Our research seeks to characterize and modulate the precise circuits in the brain that underlie both adaptive and maladaptive processes in reward, motivation, and associative learning, to develop improved treatments for complex and devastating psychiatric disorders.
Defining the neural dysfunction that underlies psychiatric disease.
Our research is guided by two overarching questions:
1. How do neural circuits integrate experiences with positive and negative stimuli to guide future behavior?
2. What are the molecular dysregulations that drive maladaptation in these processes?
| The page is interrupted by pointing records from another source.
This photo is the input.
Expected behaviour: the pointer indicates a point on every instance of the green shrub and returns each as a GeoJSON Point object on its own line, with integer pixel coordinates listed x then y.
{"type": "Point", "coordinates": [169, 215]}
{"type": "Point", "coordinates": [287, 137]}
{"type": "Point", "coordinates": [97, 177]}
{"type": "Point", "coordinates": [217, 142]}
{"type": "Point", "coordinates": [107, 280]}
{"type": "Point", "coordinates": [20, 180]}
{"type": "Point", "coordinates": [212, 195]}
One of the most fundamental forms of learning is the ability to associate positive and negative stimuli with cues that predict their occurrence. The ability to seek out rewarding stimuli and avoid negative stimuli is critical to survival and is evolutionarily conserved across species. Organisms achieve this by assigning value to cues that predict these stimuli; however, dysregulation of these processes can precipitate a number of psychiatric disease states. Addiction, depression, and anxiety are all examples of syndromes characterized in part by dysregulation of associative learning. These are among the most prevalent neuropsychiatric disorders and are highly comorbid. Therefore, understanding the neural mechanisms governing associative learning has widespread implications for developing treatment interventions for psychiatric disease. Our work aims to combine cutting edge technology with comprehensive models of psychiatric disease to understand the circuit and molecular dysregulation that underlies these disorders.